戴维德没料到自己好心没好报,心想这胡凤花果然是个人渣混球,他就不该对这种混蛋心存善意。对敌人仁慈就是对自己残忍,这TM自古就是真理。
戴少爷哼一声。
“胡凤花,你都这样了还敢威胁我们?”
“哈,看来果然是你们搞的鬼。我就知道,你们两个没安好心。狗东西就是狗东西,穿上衣服都TM是禽兽,人面兽心的东西。”辣妹还骂骂咧咧。
听她越骂越不像话,赵小川气不打从一出来,冷笑一声说道。
“也不看看现在是谁不穿衣服。”
胡凤花皱眉,低头看看自己,嘴里立刻咒骂不断,看到沙发上半拉着的毛毯,伸手要去扯。
刚才被她羞辱了的戴维德却突然发难,一个箭步蹿过去,抢先一步把毛毯扯住,往自个这儿一拉。
“我们人面兽心,我们是狗东西,你胡少爷高贵纯洁,就别用我们狗东西的东西。”
他冷笑着讽刺。
胡凤花气的脸都歪了,嗷的叫一声,扑了上去。
别看胡凤花此时此刻是个女儿身,可她打起架来却一点也不含糊。女人会用的招式她用,女人不会用的招式她也用。
连打带踢,连咬带抓,战斗力超群。
戴维德一时轻敌,顿时被挠的满脸血丝,肚子上也被踹了好几脚。一看他不顶事,赵小川也不顾的两个大男人对付一个小娘们,扑过去帮忙。

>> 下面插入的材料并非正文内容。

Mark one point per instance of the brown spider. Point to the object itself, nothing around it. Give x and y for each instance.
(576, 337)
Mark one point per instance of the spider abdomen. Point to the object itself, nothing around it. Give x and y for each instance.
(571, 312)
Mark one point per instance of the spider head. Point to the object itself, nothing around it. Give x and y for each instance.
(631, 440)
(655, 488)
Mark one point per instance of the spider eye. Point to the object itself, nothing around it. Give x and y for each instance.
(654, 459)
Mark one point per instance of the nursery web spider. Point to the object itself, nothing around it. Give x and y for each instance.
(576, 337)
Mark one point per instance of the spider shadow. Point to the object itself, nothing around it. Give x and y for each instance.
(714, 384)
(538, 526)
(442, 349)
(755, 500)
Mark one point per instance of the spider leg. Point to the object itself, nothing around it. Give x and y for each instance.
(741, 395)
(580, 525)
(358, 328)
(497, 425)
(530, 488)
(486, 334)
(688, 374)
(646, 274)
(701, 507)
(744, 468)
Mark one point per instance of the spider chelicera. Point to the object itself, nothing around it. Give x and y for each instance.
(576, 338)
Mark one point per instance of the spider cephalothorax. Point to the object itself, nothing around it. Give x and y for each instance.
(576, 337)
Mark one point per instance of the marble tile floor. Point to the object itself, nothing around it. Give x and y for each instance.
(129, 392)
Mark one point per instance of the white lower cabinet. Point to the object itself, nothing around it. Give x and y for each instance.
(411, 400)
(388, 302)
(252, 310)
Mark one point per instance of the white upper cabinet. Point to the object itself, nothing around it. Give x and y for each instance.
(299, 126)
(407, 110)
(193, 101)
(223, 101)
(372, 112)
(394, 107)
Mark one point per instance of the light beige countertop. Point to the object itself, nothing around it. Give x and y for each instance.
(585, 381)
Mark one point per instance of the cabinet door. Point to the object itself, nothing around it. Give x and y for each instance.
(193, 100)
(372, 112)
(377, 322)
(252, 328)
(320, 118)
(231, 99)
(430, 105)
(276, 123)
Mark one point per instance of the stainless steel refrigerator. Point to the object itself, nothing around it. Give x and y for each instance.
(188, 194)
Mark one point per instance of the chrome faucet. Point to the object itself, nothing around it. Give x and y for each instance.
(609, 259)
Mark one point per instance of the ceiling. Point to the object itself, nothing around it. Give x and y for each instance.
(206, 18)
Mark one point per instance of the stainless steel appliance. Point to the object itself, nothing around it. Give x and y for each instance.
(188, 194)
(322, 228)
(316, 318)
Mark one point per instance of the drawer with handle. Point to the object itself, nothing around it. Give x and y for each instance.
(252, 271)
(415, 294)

一时,屋子里三人打做一团,两个衣衫不整的大老爷们厮打一个一丝不挂的身材火辣的小娘们。
那个波涛翻涌,红胳膊,白大腿,七手八脚,你来我往,别提多热闹。
那胡凤花是气急了怒极了,疯似的。两人少不得前后夹击,贴肉饼似的把她压住,拉胳膊的拉胳膊,拦腰的拦腰,抓大腿的抓大腿,这才把她给勉强制住。
清晨起床是男人比较脆弱的时候,经不起刺激。
赵小川和戴维德今儿个早上的刺激可一点也不比昨晚上小,和一个果体辣妹近身肉搏,生死决斗,这一刺激,身体就起了反应。
不多时,胡凤花就感觉到自己翘嘟嘟的屁股上,白花花的大腿上,都抵上了行迹可以形状诡异的圆柱形物体。
而两面包抄夹击自己的两个大老爷们也气息急促起来,呼呼的往她身上喷热气。
胡凤花也是风月老人,脑子里电闪雷劈,立刻明白这两位怎么了。一想明白了,那个气啊,肺都差点要炸。
“姓赵的,姓戴的,把你们两那不要脸的狗东西给我收起来。老子是男的,你们TM的发什么骚!要脸不要脸,恶心不恶心!”她怒吼,挣扎的越发厉害。
见羞事被戳破,两个老爷们顿时骚的脸红,下意识的要松手。
“狗东西就是狗东西,见什么都发骚。不要脸的玩意,畜生。”胡凤花还骂。
两人刚有了松手的念头,被她这么一骂,顿时又生出一股恶气,二话不说,抓脚捏手,丝毫也不肯在松开。
可这么纠缠着也不是个事呀?
赵小川有些犹豫,看向戴维德。
戴维德呢,想起了自己在梦里的荒唐举动,耳边厢还传来阵阵不堪入目的咒骂,不由恶向胆边生,心一横,咬着牙狞着眉低吼。
“有什么恶心的?胡凤花我告诉你,你TM现在就是个娘们,一个天生就该挨搞的娘们。戳你怎么了?老子就乐意戳你。”说着,他就摇屁股往胡凤花白花花的大腿上用力戳了两下。
胡凤花哇哇乱叫,咒骂声就跟开了机关枪似的,哒哒哒响个不停。
她越骂,戴维德就越发来劲,在她大腿上又戳又磨。
在后面顶着胡凤花的赵小川见戴维德突然这么下流龌龊起来,有点诧异和不适。但怀里的胡凤花为了躲避戴维德扭来扭去跟条蛇似的,那翘嘟嘟的屁股就在他最敏感的部位磨来磨去,着实是个不小的折磨。那裤兜里的东西被她磨的见风长,渐渐不听指挥,自动自发的在那水蜜桃似的屁股上钻来钻去。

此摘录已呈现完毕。